12 September 2007

less carbon, more oxygen please

chalk it up to my inexperience, but as i am in the room with the pt attempting to get a urine sample for drug screen, i was much too distracted to look at his nose to see if the nc was correctly in place. story goes like this....


patient has arrived back to his room from getting an eeg. nurse goes into room to reconnect the telemetry after being informed said pt is back. ask pt to pull shirt up over his head so that said electrodes can be reapplied to chest. pt complies. good, he follows commands. tele is intact. knowing that i need to get a urine sample...
..........
-nurse: do you have to pee?
-pt: yes.
-nurse: ok. i need you to pee in this little cup. do you think you can do that?
-pt: yes. yes, i need to pee. i need to pee.
nurse hands pt the little cup, expecting pt to comply and pee.
pt fiddles with cup, then holds it in his hand to side of bed, over the edge.

-pt: i need to put this right here.
pt fiddles with cup some more. nurse takes cup away from pt.
-nurse: if you have to pee, you can pee in the urinal. i will pour it into the cup. can you do that?
-pt: yes, need to pee. hand me my piss bucket.
nurse complies and hands the pt the urinal.
-pt: i have to pee. this is very important for something, but i am not sure what. (pt holds urinal in hand at end of extended arm for me to see.)
-nurse: yes, you need to pee in it.
-pt: no it has another function. i know it does. [sighs] i can't think of it at the moment.
nurse, expecting him to urinate at any moment in time, stares at pt who begins to grab the top that goes on the urinal and takes it off of the handle.
-pt: this is it, i have to get this just right.
pt begins to take the top of the urinal and put it on the handle, twist it around so that it comes back off of the handle. over. and over. and over. for at least 5 good minutes.
nurse attempts to grab urinal.

-pt snatches urinal and exlaims: this is important!
-nurse: let me have the urinal.
-pt: no, let me finish. i have to get it right.
pt once again begins fidgeting with the lid to the urinal, doing exactly the same things as before.
-nurse: give. me. the. urinal.
..........
at this point in time, i am ready to throw the damn thing across the room.
pt complies and hands me the urinal with the look of a 2 year old whose mom just took away his cookies.
-exasperated, nurse: i will just come back later for this.
pt pulls on his shirt.
-pt: i know there is something important to do with my shirt.
-nurse: no, we already put the monitor back on. put your shirt back down.
..........
i step out of the room and ask cna if she can obtain urine specimen. please????
i sit down to chart, thinking 'this pt did not act like this before he went for his eeg.' i wonder what in the world they did to him in there... and then like some epiphany in my head, i immediately hop right out of the chair and hurry back to room.
observe cna having same difficulty with pt.
this time however, i look directly at pt and see that he does not have his oxygen on. instead, it is tossed to the side on his pillow.
..........
UGH.
immediately get oxygen back on, attempt pulse ox. pt will not comply and begins to yank on finger probe, saying it has to be on another finger, not that finger, and so i firmly hold his arm to keep it still waiting for sat to show up. sat bleeps on for 2 secs.. sat is 84%. ask another cna to please go get me a peds sticky finger probe asap. crank oxygen up to 4L. wait for cna.
ask other cna to call rt for breathing tx. other cna comes back with finger probe. sats are now 94% on 4L. rt comes in, i ask her to turn oxygen to 3L.. we wait. sats stay steady at 94%, so i ask her to cut it down to 2L. again, sats stay steady. i tell her to go ahead and do the tx and then we will see where he is.
after tx, pt is alert but confused, his baseline. doesn't recall episode. sats are still steady. pt is stablized and moved closer to nurse's station.

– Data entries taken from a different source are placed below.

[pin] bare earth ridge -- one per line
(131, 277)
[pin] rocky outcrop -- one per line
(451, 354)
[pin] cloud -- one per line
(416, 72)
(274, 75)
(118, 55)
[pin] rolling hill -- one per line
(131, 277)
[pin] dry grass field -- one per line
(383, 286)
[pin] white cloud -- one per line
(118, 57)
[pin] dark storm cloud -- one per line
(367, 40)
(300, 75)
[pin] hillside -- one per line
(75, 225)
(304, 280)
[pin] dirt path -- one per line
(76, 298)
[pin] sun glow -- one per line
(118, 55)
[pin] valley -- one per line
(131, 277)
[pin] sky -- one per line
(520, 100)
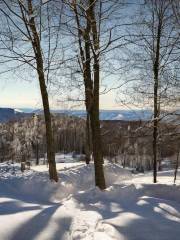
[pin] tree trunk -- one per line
(176, 166)
(40, 70)
(88, 140)
(156, 104)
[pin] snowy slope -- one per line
(32, 208)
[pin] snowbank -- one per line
(79, 177)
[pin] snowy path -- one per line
(127, 210)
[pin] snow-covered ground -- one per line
(132, 208)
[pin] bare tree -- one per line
(25, 44)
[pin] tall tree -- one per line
(24, 25)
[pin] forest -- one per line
(87, 176)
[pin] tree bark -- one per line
(156, 104)
(40, 70)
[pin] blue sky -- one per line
(25, 94)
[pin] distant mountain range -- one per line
(7, 114)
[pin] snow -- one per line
(131, 208)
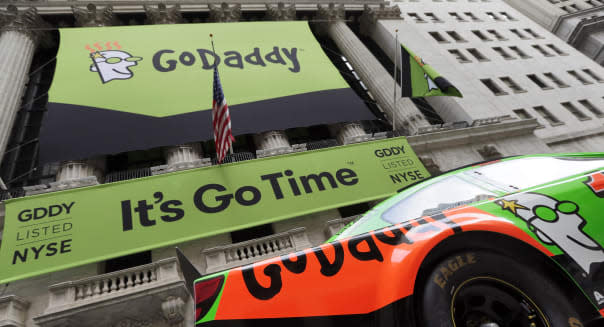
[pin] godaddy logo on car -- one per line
(112, 63)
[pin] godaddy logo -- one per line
(111, 62)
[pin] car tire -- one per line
(486, 289)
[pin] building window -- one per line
(433, 18)
(522, 114)
(439, 38)
(535, 79)
(496, 35)
(578, 77)
(503, 53)
(593, 75)
(551, 119)
(493, 16)
(519, 52)
(557, 50)
(506, 15)
(555, 79)
(576, 112)
(457, 17)
(477, 55)
(493, 87)
(472, 17)
(541, 50)
(480, 35)
(589, 106)
(532, 33)
(512, 85)
(455, 36)
(416, 17)
(459, 56)
(518, 34)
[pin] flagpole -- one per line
(213, 50)
(394, 78)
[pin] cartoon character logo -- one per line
(556, 223)
(113, 64)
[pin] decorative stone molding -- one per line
(163, 14)
(173, 309)
(133, 323)
(26, 21)
(225, 13)
(13, 311)
(101, 300)
(371, 15)
(91, 17)
(329, 14)
(280, 12)
(430, 165)
(489, 152)
(243, 253)
(348, 133)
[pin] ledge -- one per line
(470, 135)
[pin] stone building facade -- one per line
(521, 96)
(580, 23)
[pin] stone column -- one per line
(380, 24)
(403, 114)
(275, 142)
(79, 172)
(184, 153)
(17, 45)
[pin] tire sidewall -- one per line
(453, 271)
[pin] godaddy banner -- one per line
(125, 88)
(54, 231)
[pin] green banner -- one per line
(152, 86)
(421, 80)
(55, 231)
(163, 70)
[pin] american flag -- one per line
(221, 120)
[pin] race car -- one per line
(511, 242)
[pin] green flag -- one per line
(419, 79)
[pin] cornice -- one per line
(45, 7)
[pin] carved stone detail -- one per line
(163, 14)
(489, 152)
(173, 310)
(133, 323)
(26, 21)
(280, 12)
(225, 13)
(331, 13)
(371, 15)
(91, 17)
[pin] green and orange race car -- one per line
(512, 242)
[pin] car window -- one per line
(528, 172)
(448, 193)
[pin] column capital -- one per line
(92, 17)
(163, 14)
(26, 21)
(280, 12)
(225, 13)
(331, 13)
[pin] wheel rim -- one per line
(491, 302)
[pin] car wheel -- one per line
(487, 289)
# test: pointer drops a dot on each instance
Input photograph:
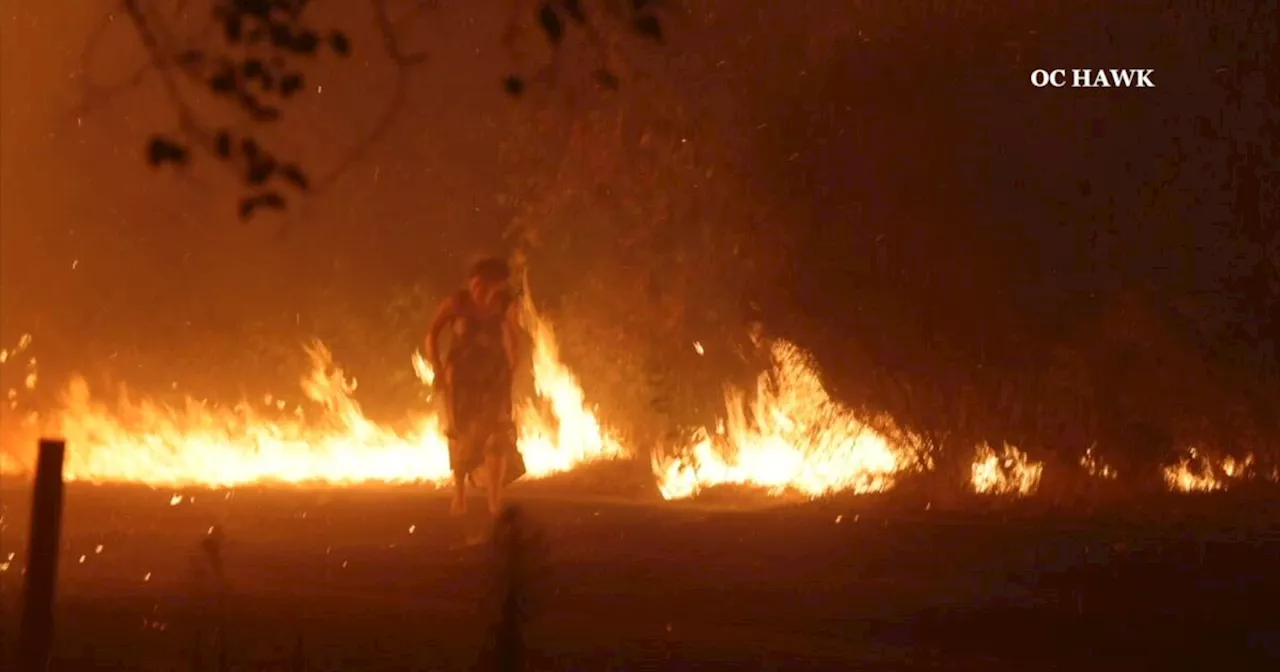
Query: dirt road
(380, 579)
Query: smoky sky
(1033, 200)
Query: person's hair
(490, 269)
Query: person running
(478, 374)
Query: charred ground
(374, 579)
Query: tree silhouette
(257, 60)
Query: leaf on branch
(606, 80)
(257, 110)
(296, 177)
(339, 44)
(551, 23)
(252, 204)
(513, 85)
(223, 145)
(161, 150)
(649, 26)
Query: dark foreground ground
(379, 579)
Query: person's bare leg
(460, 494)
(497, 467)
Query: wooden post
(36, 630)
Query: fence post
(36, 630)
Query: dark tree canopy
(259, 56)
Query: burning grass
(789, 438)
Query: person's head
(488, 279)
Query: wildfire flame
(792, 437)
(1196, 472)
(1010, 472)
(199, 444)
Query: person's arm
(443, 316)
(511, 337)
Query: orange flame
(794, 437)
(1010, 472)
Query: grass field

and my eyes on that o2 tubing the rest of the shift.

1 comment:

Denise said...

Going back in time to the dark ages of 1991, I had been fighting a respiratory infection for two weeks. I'd get better and try to go back to work, then relapse. On SuperBowl Sunday (after the game, of course) I agreed to go to the hospital. The told me I had a severe case of pneumonia and put me on oxygen. I don't know what level it was set on, but a short while later I stopped breathing altogether. My doctor said my brain got the message there was plenty of oxygen in my system so it didn't tell my lungs to work. I came out of it 36 hours later, and will be on oxygen for the rest of my life. It really is a tricky substance to deal with.